Berita

Direktorat Jenderal Bea dan Cukai (Gambar: website ikpi.or.id)

Hukum

KPK Mulai Panggil Saksi-saksi di Pengembangan Penyidikan Bea Cukai

RABU, 22 JULI 2026 | 13:43 WIB | LAPORAN: JAMALUDIN AKMAL

Setelah menerbitkan dua Surat Perintah Penyidikan (Sprindik) baru, tim penyidik Komisi Pemberantasan Korupsi (KPK) mulai memanggil sejumlah saksi terkait pengembangan kasus dugaan korupsi di lingkungan Direktorat Jenderal Bea dan Cukai (DJBC).

Juru Bicara KPK, Budi Prasetyo, mengonfirmasi bahwa penyidik merencanakan pemeriksaan terhadap enam orang saksi pada Rabu siang 22 Juli 2026. Pemeriksaan berlangsung di Gedung Merah Putih KPK, Jakarta.

"Pemeriksaan dilakukan di Gedung Merah Putih KPK," kata Budi kepada wartawan, Rabu siang, 22 Juli 2026.


Keenam orang yang diperiksa sebagai saksi, yakni Vini Leveri Vie selaku staf HRD dan Keuangan Blueray Cargo, Akhmad Fikri Yahmani selaku Kasubbag Pemberhentian dan Pensiunan Pegawai Pusat Kantor Pusat DJBC.

Selanjutnya, Andri selaku Ketua Tim Dokumentasi Importasi Blueray Cargo, Dedy Kurniawan Sukolo selaku Manager Operasional Custom Clearence Pelabuhan pada Blueray, John Field selaku pemilik Blueray Cargo, dan Yohanes Setiawan selaku asisten pribadi John Filed.

Sebelumnya pada Selasa, 21 Juli 2026, Pelaksana Tugas (Plt) Direktur Penyidikan KPK, Achmad Taufik Husein mengungkapkan bahwa KPK telah menerbitkan dua sprindik baru hasil pengembangan penyidikan sekaligus telaah terhadap fakta-fakta yang terungkap selama persidangan perkara suap dengan terdakwa pemilik Blueray Cargo, John Field dkk.

"Hasil pengembangan penyidikan dan telaah hasil persidangan, itu kita menerbitkan dua sprindik. Jadi ada dua klaster," kata Taufik kepada wartawan di Gedung Merah Putih KPK, Jalan Kuningan Persada Kav 4, Setiabudi, Jakarta Selatan, Selasa, 21 Juli 2026.

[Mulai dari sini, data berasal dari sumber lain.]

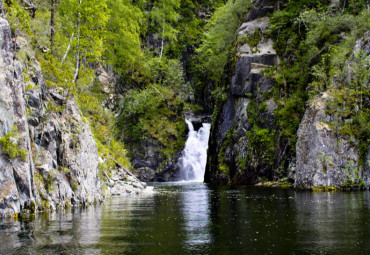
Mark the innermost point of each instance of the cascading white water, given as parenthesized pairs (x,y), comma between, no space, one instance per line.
(194,158)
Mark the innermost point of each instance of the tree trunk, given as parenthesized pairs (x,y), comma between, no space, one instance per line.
(78,46)
(68,47)
(52,25)
(160,56)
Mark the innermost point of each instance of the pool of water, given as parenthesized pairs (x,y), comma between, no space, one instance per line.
(194,218)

Taufik menerangkan, dua sprindik tersebut lahir setelah penyidik menganalisis aliran dana suap yang dalam putusan hakim disebut mencapai sekitar Rp91 miliar.

"Bagaimana rekan-rekan kalau mengikuti di persidangan, di putusan hakim pun sudah ada. Bahwa pemberian dari Blueray itu ada total Rp91 miliar. Yang kemudian setelah kita analisa, kita telaah dari hasil proses penyidikan yang sambil berjalan terkait penerima, kemudian itu ada beberapa klaster dari Rp91 miliar itu," terang Taufik.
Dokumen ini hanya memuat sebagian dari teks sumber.